Tract de Février 2008

mardi 26 février 2008, par Pascal Guillemain

2008, UNE ANNEE CHARNIERE ?

Suite aux différentes visites de Messieurs Texeira, Baleige et Roche, les termes « arrêt d’investissement » ou « nos mauvais résultats pourraient être préjudiciables, l’usine sera jugée sur sa capacité à améliorer ses résultats dans les prochains mois » ont été prononcés et écrits. Avons-nous des raisons légitimes d’être inquiets ? Ce qui est sûr, c’est que nous constatons une pression particulière sur l’usine de Vannes.
La direction affirme que si nous voulons nous sauver, nous devons « perdre du poids » donc dégraisser les effectifs. Cette piste peut aussi avoir ses limites et ses inconvénients. Il existe un proverbe qui dit : « Quand les gros seront maigres, les maigres seront morts » !
Par contre, nous avons bien identifié des chiffres inquiétants à Vannes ! Nous sommes les premiers au niveau du turnover, l’usine où les agents ont les salaires moyens les plus bas de la Manufacture, l’unité de production où la parité salariale homme-femme est la plus décalée.

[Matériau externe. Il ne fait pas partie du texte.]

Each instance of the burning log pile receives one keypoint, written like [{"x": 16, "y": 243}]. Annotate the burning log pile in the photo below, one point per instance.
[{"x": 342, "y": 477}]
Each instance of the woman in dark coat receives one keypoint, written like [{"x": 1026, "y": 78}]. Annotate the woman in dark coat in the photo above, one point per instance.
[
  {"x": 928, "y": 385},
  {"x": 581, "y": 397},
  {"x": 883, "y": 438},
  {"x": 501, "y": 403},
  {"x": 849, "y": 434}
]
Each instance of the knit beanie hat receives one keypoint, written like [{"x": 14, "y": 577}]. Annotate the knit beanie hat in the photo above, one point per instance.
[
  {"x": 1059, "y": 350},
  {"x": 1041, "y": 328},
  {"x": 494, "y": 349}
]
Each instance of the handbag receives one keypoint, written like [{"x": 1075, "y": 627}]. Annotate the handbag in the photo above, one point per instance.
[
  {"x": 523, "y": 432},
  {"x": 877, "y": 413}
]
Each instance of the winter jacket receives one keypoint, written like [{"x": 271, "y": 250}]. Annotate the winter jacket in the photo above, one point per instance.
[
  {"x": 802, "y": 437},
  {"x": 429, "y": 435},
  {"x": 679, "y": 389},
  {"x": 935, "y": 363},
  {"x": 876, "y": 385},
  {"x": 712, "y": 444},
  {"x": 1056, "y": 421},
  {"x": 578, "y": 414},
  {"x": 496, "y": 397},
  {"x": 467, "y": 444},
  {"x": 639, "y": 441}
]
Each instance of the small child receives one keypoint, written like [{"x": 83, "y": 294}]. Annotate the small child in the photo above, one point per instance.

Comment voulez-vous fidéliser et motiver le personnel ? Il n’y a pas de fatalité dans ce domaine.

A la CFE-CGC, nous avons fait des propositions à la direction :

  • Mise en place des tickets restaurants ;
  • Augmentation des indemnités domicile-usine ;
  • Augmentation du budget C.E et participation de l’entreprise pour permettre un meilleur abondement des chèques vacances ;
  • Valorisation du travail posté ;
  • Lors de l’attribution de la PPC (Prime de Participation Collective), que TOUTE l’équipe soit concernée par le bénéfice de la prime. Cette équité devrait aller de soi.

Réponse de la direction à nos propositions : NON

Ne serait-il pas temps, et cela commence à devenir urgent, de réagir de façon à associer salaire digne de ce nom, avantages sociaux, considération du travail fourni avec fidélisation de notre personnel, amélioration de notre « image … de marque ». Ceci permettrait aussi de faciliter le travail de nos moniteurs car il y aurait moins de personnes à former par session et nous aurions alors une meilleure efficacité pédagogique et moins de frustration à voir partir des salariés fraîchement formés. Là aussi, il ne doit y avoir de fatalité, une nouvelle politique de recrutement, attractive et volontariste s’impose.

On parle beaucoup actuellement de désertification industrielle, alors, pour ne pas encore plus accréditer cette thèse, donnons des raisons d’espérer à nos usines, et à celle de Vannes en particulier !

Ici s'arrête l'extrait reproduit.